Eu tive inúmeras dificuldades. Confesso que do começo da pandemia até o momento não pude visitar os meus pais que são idosos, são do grupo de risco. Precisei ter um convívio com meus filhos muito limítrofe, tomando cuidado, com uso de máscara, não podendo abraça-los e beijá-los de uma forma mais calorosa, e ao mesmo tempo não era lícito levar para minha família todo esse acaloramento, essas incertezas, todo esse pânico que se criou em torno da Covid-19. Eu acho que deixe de fazer muita coisa, deixei de visitar amigos, com medo de levar a esses amigos o vírus por estar na linha de frente de enfrentamento da doença, deixei de dar um abraço nos meus pais, por medo de levar essa doença, enfim, em vários momentos eu deixei sim a desejar, eu sou humano, mas se fiz isso, foi na melhor das intenções.

É uma pergunta muito difícil de ser respondida. Principalmente para nós aqui no Brasil que somos um povo extremamente caloroso, carinhoso, que gosta muito do toque, aprender a se conter nessa que é uma das maiores manifestações de carinho do povo brasileiro. Eu confesso que vou ter que esperar um tempo, como qualquer outra pessoa, com humildade, eu vou precisar de um pouquinho mais de segurança, o surgimento de uma vacina, alguma coisa mais concreta em termos de tratamento, para que o formato daquele abraço físico volte a acontecer. Até que isso aconteça o abraço será através de palavras e diálogos carinhosos, usando muito das mídias, da internet, do facetime, daquilo que hoje a tecnologia nos coloca à disposição, mas o abraço físico, esse abraço mais do que espiritual, eu confesso com humildade que eu tenho dúvidas de quando isso vai poder voltar a acontecer.
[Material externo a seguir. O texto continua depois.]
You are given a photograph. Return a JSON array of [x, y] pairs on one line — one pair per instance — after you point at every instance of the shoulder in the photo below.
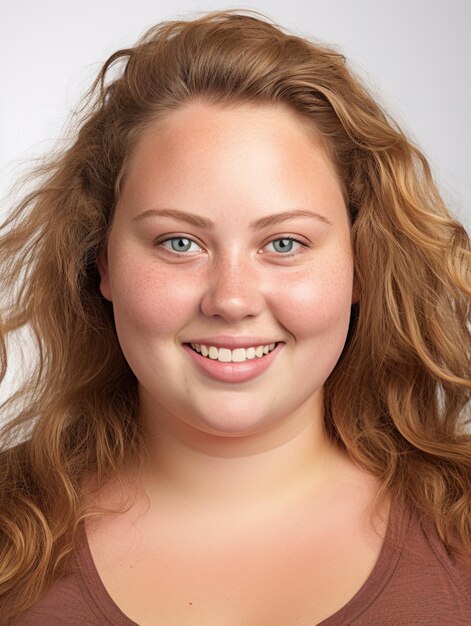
[[64, 602], [427, 578]]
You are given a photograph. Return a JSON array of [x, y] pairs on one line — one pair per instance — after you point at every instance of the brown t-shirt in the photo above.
[[414, 582]]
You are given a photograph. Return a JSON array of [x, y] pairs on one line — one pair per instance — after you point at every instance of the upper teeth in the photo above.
[[237, 356]]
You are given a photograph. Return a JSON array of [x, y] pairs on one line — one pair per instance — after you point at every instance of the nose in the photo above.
[[234, 289]]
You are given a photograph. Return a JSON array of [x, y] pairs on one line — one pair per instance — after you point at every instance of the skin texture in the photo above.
[[244, 497], [231, 443]]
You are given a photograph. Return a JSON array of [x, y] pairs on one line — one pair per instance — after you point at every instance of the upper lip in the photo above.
[[231, 342]]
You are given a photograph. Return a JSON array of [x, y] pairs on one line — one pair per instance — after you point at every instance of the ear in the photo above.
[[103, 270], [355, 290]]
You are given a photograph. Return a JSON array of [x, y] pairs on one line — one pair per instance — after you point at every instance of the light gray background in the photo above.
[[414, 54]]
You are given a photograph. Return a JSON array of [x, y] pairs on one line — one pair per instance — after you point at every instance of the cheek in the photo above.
[[147, 301], [318, 304]]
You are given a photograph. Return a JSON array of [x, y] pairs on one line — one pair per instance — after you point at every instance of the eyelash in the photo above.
[[287, 237]]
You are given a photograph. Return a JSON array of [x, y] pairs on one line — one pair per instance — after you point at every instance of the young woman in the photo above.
[[251, 313]]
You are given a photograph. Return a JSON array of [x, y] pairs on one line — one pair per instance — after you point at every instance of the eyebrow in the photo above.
[[259, 224]]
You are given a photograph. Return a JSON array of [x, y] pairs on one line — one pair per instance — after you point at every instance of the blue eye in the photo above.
[[180, 245], [286, 246]]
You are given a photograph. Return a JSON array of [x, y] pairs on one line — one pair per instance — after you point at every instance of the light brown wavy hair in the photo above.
[[398, 399]]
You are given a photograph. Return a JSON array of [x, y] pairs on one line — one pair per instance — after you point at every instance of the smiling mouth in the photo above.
[[237, 355]]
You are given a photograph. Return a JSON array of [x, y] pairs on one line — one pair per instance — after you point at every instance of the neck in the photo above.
[[193, 468]]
E eu quero dar esse abraço, eu sinto uma tremenda falta, e isso me deixa muito mal, fico extremamente triste, pelo fato de não poder externar esse abraço, pois somos calorosos. Eu sou de descendência italiana, além de tudo, e italiano é só abraço, é convívio, enfim, está sendo muito triste.

Digo até de forma emocionada que uma das grandes coisas que essa pandemia nos trouxe é uma conversa maior e mais íntima com Deus. Temo a Deus profundamente, tenho uma espiritualidade muito exacerbada, e digo que a pandemia conseguiu me aproximar ainda mais de Deus. Essa conversa íntima com Ele, esse momento de oração, esse momento de buscar ser uma pessoa cada vez melhor, de olhar para o lado, de ver os irmãos que sofrem, de se tornar ainda mais sensível com o sofrimento das pessoas que estão à sua volta, por notar que têm pessoas em condições extremamente piores do que a sua, eu acho que isso foi a coisa boa que eu carrego para minha pessoa, e aquilo que eu acredito que deve estar acontecendo com boa parte das pessoas num momento de grande caos, medos e incertezas pela pandemia. Então, se eu pudesse resumir o que eu trago de muito bom, eu me aproximei mais de Deus e eu me tornei ainda mais sensível em relação aos problemas das pessoas que estão à minha volta.